Consider for example, a competition run by the people who run the big International Science and Engineering Fair. You know what they call it? The Science Talent Search.
They run a national competition to identify the “best and brightest young scientists.” There’s a huge organization that is, in name and in action, designed to identify and celebrate talent, rather than cultivate it. (If there is any cultivation, it just comes secondarily from the imprimatur of the brand.)
Others think that process of molding raw talent is indistinguishable from the cultivation of expertise in a non-expert. That brains in adults can develop with experience and work to become more talented.

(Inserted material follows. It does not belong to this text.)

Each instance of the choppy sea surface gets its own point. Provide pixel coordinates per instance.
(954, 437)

Academics can be sorted into two categories: People who think that academic talent is fixed, and those who think that academic talent can develop with cultivation and effort. These are often referred to as people with a “fixed mindset” versus a “growth mindset.”

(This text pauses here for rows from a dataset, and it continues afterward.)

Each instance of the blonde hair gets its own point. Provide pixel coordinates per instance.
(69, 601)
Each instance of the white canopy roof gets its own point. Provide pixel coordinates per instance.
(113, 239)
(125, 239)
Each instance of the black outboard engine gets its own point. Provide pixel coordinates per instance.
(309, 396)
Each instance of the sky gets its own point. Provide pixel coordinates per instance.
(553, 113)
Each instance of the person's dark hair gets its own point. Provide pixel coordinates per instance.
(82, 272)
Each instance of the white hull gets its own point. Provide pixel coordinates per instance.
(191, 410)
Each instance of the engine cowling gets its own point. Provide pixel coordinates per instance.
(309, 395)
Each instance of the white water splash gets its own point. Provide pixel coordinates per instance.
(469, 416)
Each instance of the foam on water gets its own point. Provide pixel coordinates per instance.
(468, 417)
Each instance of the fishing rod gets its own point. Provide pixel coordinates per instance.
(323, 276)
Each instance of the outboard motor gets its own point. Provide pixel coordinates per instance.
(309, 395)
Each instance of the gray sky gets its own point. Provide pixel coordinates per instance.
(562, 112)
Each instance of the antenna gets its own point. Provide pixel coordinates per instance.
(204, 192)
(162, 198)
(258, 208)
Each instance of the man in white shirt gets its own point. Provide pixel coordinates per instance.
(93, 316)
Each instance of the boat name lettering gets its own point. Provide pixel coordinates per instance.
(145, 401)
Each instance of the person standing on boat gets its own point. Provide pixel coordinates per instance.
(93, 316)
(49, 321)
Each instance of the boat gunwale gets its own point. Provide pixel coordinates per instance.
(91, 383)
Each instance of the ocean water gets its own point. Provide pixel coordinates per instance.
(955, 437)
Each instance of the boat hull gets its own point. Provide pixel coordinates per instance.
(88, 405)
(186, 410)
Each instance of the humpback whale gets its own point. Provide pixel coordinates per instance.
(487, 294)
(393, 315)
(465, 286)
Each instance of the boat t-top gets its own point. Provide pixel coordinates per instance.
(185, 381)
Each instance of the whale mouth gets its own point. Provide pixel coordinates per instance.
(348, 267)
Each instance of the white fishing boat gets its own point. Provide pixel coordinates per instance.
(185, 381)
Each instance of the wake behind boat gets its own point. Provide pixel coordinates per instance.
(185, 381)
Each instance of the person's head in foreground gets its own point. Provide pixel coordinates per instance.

Does our mindset matter, in our day-to-day lives, in how we do our jobs?
The answer is, resoundingly, YES. This paper, which came out a few months ago, demonstrates that faculty with fixed mindsets are exacerbating racial achievement gaps and in general are less motivating for all students.
I once ranted about colleagues from highly selective institutions who go on and on about the “quality” of the students at their universities. I realize, now, that these people who think their job is better with “high quality” students are the people with fixed mindsets. These colleagues of mind think that they’re privileged to teach in an environment where they think the students are inherently smarter, and that the selectivity of the institution gives them some kind of access to greater talent. And these are the same people who think that the lack of selectivity in my own institution is associated with less talent.

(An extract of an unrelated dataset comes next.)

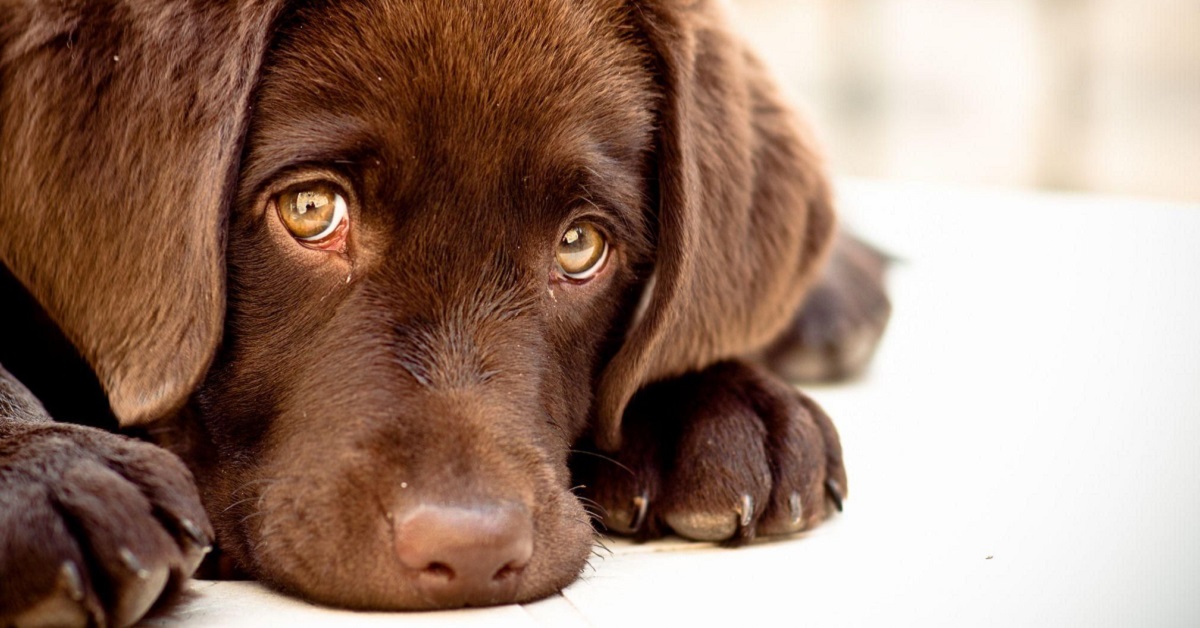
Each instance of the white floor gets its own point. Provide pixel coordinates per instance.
(1025, 452)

I’m assuming that the fixed mindset crowd places higher stock in standardized tests. And grades. And any other ephemeral measure of performance, because this information supposedly says something about a person’s future as well as their past. Of course, these measures themselves have bias packed into them, but to whatever extent they might measure something real, does this mean there is constrained capacity for growth?
It should come as no surprise that the expectation that some people are just smarter than others comes along with implicit biases. Academics in their fields often think that groups underrepresented in a particular field are less capable. This mistaken notion perpetuates the inequities that are responsible for underrepresentation.
The problem with the Science “Talent” Search is that allocates effort and resources to identify Greatness, instead of using those same resources to cultivate excellence. Too many folks want to be on the receiving end of talent, to be the destination of the Great Ones and the beneficiaries of their labor, instead of getting into the business of building excellence.
The universities with the greatest resources in are the ones that are most selective. The ones with the greatest capacity to cultivate talent are trying their best to avoiding choosing people who can most benefit from its cultivation. This is a travesty. Perhaps excellence is a consequence of the culture and resources in selective institutions, rather than the selectivity itself?
If you’re a fixed mindset person, please ask yourself: What’s the empirical basis? Is this merely based on your own biased set of anecdotal observations? Have you had the opportunity to spend time in an environment that embraces a growth mindset and a group of students prepared to grow, and observe the impact? Is it possible that your experiences with the development of scholars haven’t given you adequate information to evaluate the validity of the growth mindset?
If you’re a growth mindset person in a selective institution, ask yourself, what is the best application of your time and resources? Have you fallen prey to the conceit that you can train The Greatest Scientists by filtering out people who can’t get past the gatekeepers, or are you focused on training people who are prepared to grow to higher potential?